Aber auch die großen Serviceprovider sorgen selbst immer wieder durch eklatante Sicherheitslücken für Anti-Werbung. Die sich in jüngster Vergangenheit häufenden Nachrichten über die zunehmende Bedrohung durch Hackerangriffe mit Verschlüsselungssoftware sorgen in Kombination mit solchen Meldungen sicherlich auch nicht dafür, dass Entscheider größeres Vertrauen in entsprechende Angebote entwickeln.
Studie belegt: IT-Relevanz von Entscheidern zu gering bewertet
Abstrakter betrachtet, können die Erkenntnisse der Studie folgendermaßen zusammengefasst werden: Deutsche Unternehmen haben die Notwendigkeit einer technischen Erneuerung erkannt und beschäftigen sich auch mit dieser Frage.

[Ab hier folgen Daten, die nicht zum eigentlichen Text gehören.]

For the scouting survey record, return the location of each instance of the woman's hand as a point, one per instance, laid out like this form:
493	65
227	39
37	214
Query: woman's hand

Alles andere wäre für den Standort Deutschland eine sehr beunruhigende Erkenntnis. Fast ein Viertel der befragten Firmen ist bereits in diesem recht neuen Technologiebereich mit Projekten aktiv. Hier hätte ich persönlich mehr Engagement erwartet. Es wird jedoch ersichtlich, dass der Mangel an Fachpersonal und qualifizierten Mitarbeitern immer noch große Probleme bei der Umsetzung strategischer IT-Ziele darstellt, womit sich diese niedrige Zahl wohl teilweise erklären lässt. Aber technische IT-Erneuerungen scheinen auch durch die Organisationsstrukturen der Unternehmen verlangsamt oder gehemmt zu werden. Deutlich wird das anhand der Selbsteinschätzung von Entscheidungsfindungen auf IT-strategischer Ebene. Offensichtlich wird das durch die Wahrnehmung der Beteiligten, dass nicht IT-Spezialisten, sondern operative Bereiche häufig die Richtung bei strategischen IT-Fragen vorgeben. In Kombination mit der allgegenwärtigen Debatte zur IT-Kostenreduktion wird klar, dass viele Unternehmen und deren Lenker auf diesem Gebiet noch nicht auf Ballhöhe spielen und die Relevanz der IT in einer zunehmend digitalen Welt noch nicht vollständig erfasst haben. Dass Cybersecurity eine immer wichtigere Rolle spielt, dürfte mittlerweile bei jedem angekommen sein. Die Horrornachrichten von Angriffen durch Verschlüsselungssoftware sind nahezu alltäglich geworden. Aber genau die Kombination aus mangelnder Fachkompetenz und der Angst, selbst Opfer eines solchen Angriffes zu werden, lähmen IT-getriebene Innovationen und Veränderungen. Ein Teufelskreis, den man durchbrechen muss, um langfristig nicht abgehängt zu werden.
Fazit
Abschließend muss erneut bemängelt werden, dass quälend langsame und stümperhafte Gesetzgebungsverfahren das Innovationsklima für Unternehmen nicht fördern. Ich persönlich wünsche mir von der Politik endlich zügigere und schlankere Verfahren und den Einsatz von sachkundigen Experten. Im Gegenzug könnte man auch gerne den einen oder anderen Technologie-Lobbyisten vor die Tür setzen.